WHAT THIS STUDY ADDS

• This is the first study evaluating serum concentrations of pyrazinamide in children at a dose of 15 mg kg−1 which is on the lower side of the recommended dose. The study also compared the serum concentrations and pharmacokinetics achieved with this dose with the widely used dose of 25 mg kg−1 in children suffering from tuberculosis.

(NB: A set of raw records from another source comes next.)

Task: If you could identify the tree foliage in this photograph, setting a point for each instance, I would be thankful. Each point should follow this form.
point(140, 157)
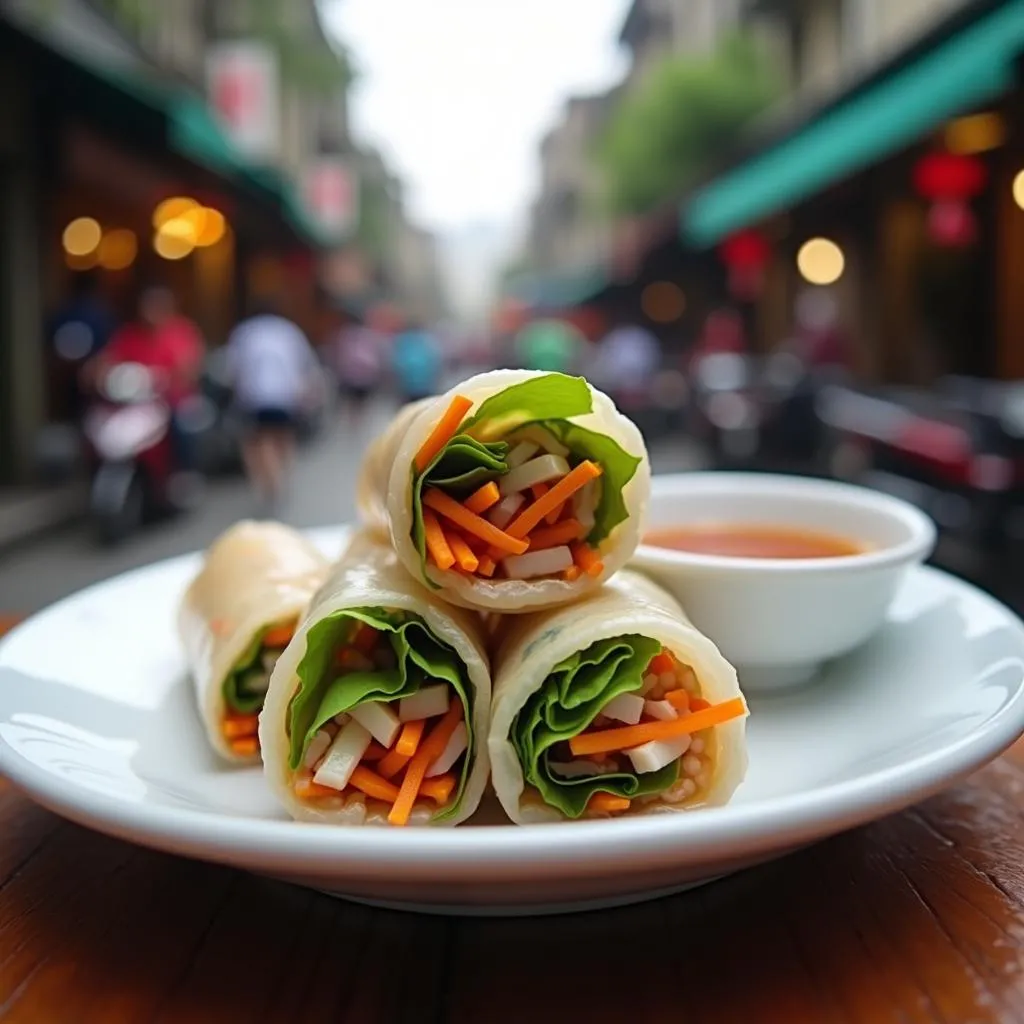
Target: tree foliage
point(660, 136)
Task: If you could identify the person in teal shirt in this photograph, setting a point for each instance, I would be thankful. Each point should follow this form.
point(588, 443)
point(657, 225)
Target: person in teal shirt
point(549, 344)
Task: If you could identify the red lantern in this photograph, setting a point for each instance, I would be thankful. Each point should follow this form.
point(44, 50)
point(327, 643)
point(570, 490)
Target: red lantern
point(949, 180)
point(745, 254)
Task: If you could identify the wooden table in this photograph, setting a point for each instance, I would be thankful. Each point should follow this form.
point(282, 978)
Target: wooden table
point(915, 918)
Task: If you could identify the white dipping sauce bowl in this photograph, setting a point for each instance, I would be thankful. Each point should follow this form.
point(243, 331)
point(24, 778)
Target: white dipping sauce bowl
point(777, 620)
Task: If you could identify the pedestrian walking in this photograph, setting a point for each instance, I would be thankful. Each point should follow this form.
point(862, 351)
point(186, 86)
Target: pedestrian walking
point(273, 369)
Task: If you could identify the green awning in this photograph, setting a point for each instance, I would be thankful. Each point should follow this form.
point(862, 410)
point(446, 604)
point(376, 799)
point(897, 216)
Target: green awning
point(966, 70)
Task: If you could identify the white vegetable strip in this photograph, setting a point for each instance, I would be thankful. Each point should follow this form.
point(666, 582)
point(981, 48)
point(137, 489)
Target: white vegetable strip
point(342, 757)
point(540, 470)
point(379, 719)
point(536, 563)
point(522, 452)
point(660, 710)
point(428, 702)
point(626, 708)
point(655, 755)
point(448, 757)
point(501, 514)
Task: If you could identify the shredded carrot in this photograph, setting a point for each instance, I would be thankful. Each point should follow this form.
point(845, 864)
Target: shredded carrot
point(464, 557)
point(482, 499)
point(429, 751)
point(409, 738)
point(451, 509)
point(237, 726)
point(550, 537)
point(634, 735)
point(606, 802)
point(443, 431)
point(564, 488)
point(279, 636)
point(437, 546)
point(555, 514)
point(306, 788)
point(373, 785)
point(662, 663)
point(392, 763)
point(680, 699)
point(365, 639)
point(439, 787)
point(588, 559)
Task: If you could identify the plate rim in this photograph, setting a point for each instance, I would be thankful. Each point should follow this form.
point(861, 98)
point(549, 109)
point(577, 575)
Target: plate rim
point(548, 851)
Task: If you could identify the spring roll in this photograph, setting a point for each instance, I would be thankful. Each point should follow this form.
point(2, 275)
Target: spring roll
point(378, 711)
point(516, 491)
point(236, 619)
point(613, 706)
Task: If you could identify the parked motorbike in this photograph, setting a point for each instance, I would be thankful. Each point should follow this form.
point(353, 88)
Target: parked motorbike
point(128, 435)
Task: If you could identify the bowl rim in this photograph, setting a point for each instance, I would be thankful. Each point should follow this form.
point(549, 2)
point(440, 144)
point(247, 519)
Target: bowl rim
point(919, 544)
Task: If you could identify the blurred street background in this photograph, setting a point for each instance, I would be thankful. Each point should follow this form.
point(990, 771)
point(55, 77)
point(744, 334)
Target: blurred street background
point(236, 235)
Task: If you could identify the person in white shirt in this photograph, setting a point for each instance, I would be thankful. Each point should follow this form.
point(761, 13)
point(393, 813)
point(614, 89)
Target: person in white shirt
point(272, 368)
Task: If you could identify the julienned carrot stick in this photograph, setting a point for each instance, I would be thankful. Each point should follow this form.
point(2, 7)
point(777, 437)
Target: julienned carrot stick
point(437, 545)
point(451, 509)
point(429, 751)
point(483, 498)
point(588, 559)
point(279, 636)
point(392, 763)
point(606, 740)
point(443, 431)
point(409, 738)
point(662, 663)
point(373, 785)
point(239, 726)
point(464, 557)
point(551, 537)
point(606, 802)
point(439, 787)
point(565, 487)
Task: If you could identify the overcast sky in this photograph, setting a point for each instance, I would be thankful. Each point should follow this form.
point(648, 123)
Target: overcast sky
point(458, 93)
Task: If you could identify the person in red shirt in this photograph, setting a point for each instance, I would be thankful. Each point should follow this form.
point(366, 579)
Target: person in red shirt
point(167, 342)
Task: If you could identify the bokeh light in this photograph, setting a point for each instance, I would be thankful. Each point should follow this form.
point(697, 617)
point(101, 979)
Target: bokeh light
point(820, 261)
point(663, 301)
point(172, 209)
point(175, 239)
point(117, 249)
point(82, 237)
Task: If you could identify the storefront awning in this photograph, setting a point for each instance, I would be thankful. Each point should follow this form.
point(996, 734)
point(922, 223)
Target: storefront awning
point(967, 69)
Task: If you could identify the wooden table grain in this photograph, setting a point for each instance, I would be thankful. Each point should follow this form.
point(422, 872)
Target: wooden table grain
point(918, 918)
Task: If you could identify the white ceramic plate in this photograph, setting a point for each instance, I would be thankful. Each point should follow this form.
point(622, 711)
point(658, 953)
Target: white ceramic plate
point(96, 723)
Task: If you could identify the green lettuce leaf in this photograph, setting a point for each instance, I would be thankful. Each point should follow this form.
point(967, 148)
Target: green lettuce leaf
point(420, 658)
point(237, 700)
point(570, 698)
point(547, 397)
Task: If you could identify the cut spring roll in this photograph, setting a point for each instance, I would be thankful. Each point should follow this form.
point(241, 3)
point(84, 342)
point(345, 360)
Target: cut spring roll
point(514, 492)
point(377, 713)
point(613, 706)
point(236, 619)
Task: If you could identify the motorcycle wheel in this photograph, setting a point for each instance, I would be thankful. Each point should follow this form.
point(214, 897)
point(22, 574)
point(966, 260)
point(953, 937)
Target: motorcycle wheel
point(115, 520)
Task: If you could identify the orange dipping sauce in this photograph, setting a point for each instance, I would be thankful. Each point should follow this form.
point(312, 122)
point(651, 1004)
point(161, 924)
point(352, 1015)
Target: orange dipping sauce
point(740, 540)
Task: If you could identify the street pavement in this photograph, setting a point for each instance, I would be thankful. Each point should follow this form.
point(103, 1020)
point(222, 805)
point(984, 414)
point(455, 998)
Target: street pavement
point(35, 573)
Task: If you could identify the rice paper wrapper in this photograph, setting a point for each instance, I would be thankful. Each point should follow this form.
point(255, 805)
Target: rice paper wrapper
point(255, 574)
point(529, 646)
point(369, 574)
point(385, 489)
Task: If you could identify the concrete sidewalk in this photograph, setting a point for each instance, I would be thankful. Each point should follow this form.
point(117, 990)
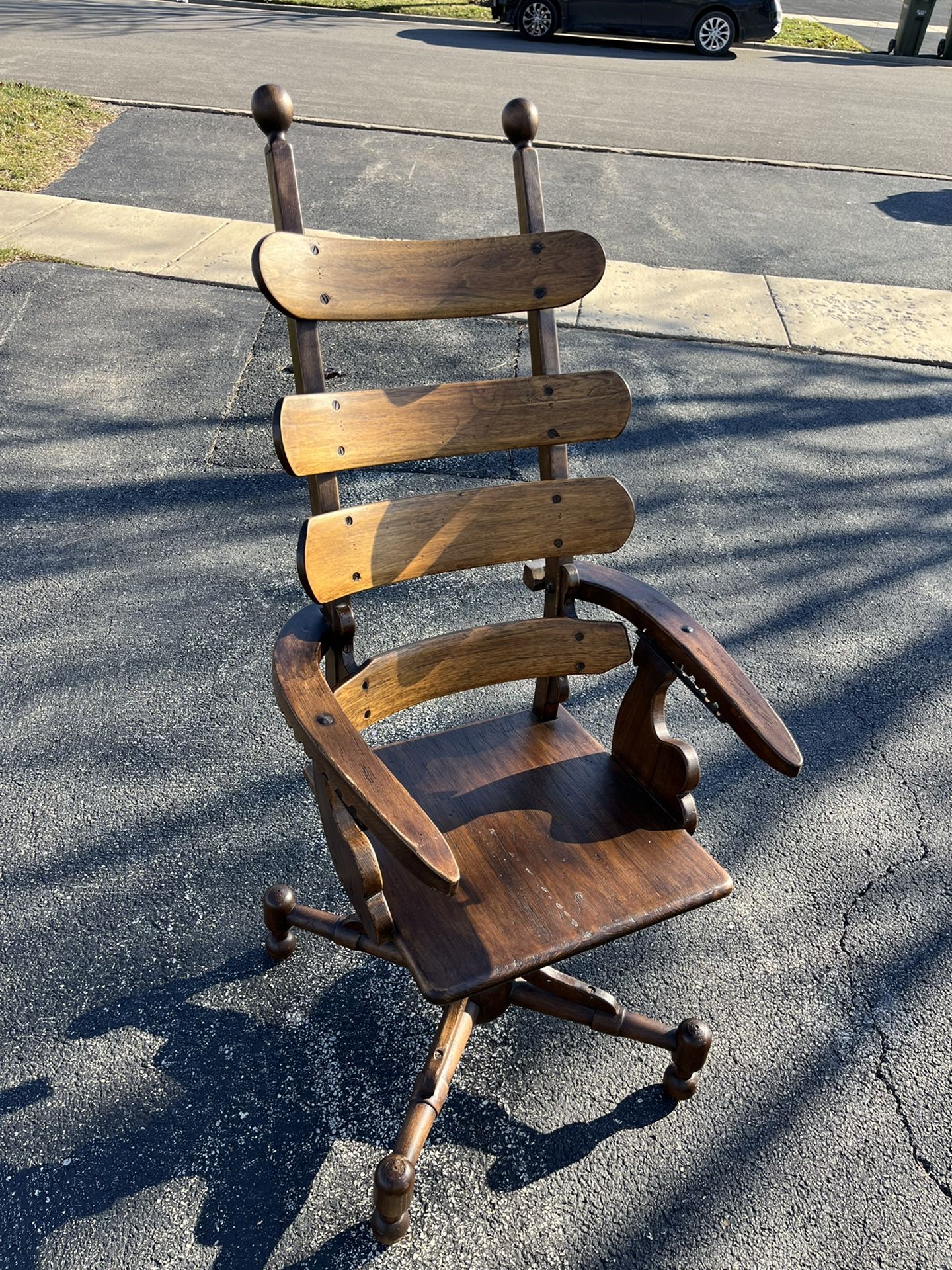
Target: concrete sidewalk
point(909, 324)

• The pharmacokinetics and pharmacodynamic indices of pyrazinamide were comparable with the 25 and 15 mg kg−1 doses.

AIMS

To evaluate the pharmacokinetics and pharmacodynamic indices of pyrazinamide at doses of 15 and 25 mg kg−1 in children suffering from tuberculosis.

METHODS

Twenty children with tuberculosis received pyrazinamide at a single dose of 25 mg kg−1 (group I) and 15 mg kg−1 (group II). Serial blood samples were collected and the drug concentrations were analyzed spectrophotometrically. The pharmacokinetic parameters were calculated and the duration of time for which pyrazinamide concentrations in serum remained above the pyrazinamide inhibitory concentrations of 20 μg ml−1 and 25 μg ml−1 was studied.

RESULTS

The mean peak serum concentration was 42.4 ± 3.3 μg ml−1 (95% CI ± 6.5) and 38.6 ± 3.9 μg ml−1 (95% CI ± 7.7) in groups I and II, respectively. The elimination half-life was 9.3 ± 1.3 h and 10.5 ± 2.3 h (P = 0.6) and clearance was 0.06 ± 0.01 l h−1 kg−1 and 0.04 ± 0.01 l h−1 kg−1 (P = 0.08) in groups I and II, respectively. Pharmacokinetic parameters and PKPD indices were comparable with both the doses.

CONCLUSIONS

The study indicates that comparable serum concentrations of pyrazinamide are attained with 25 mg kg−1 and 15 mg kg−1 doses in children. The elimination half-life was longer and volume of distribution greater in children than in the adult population.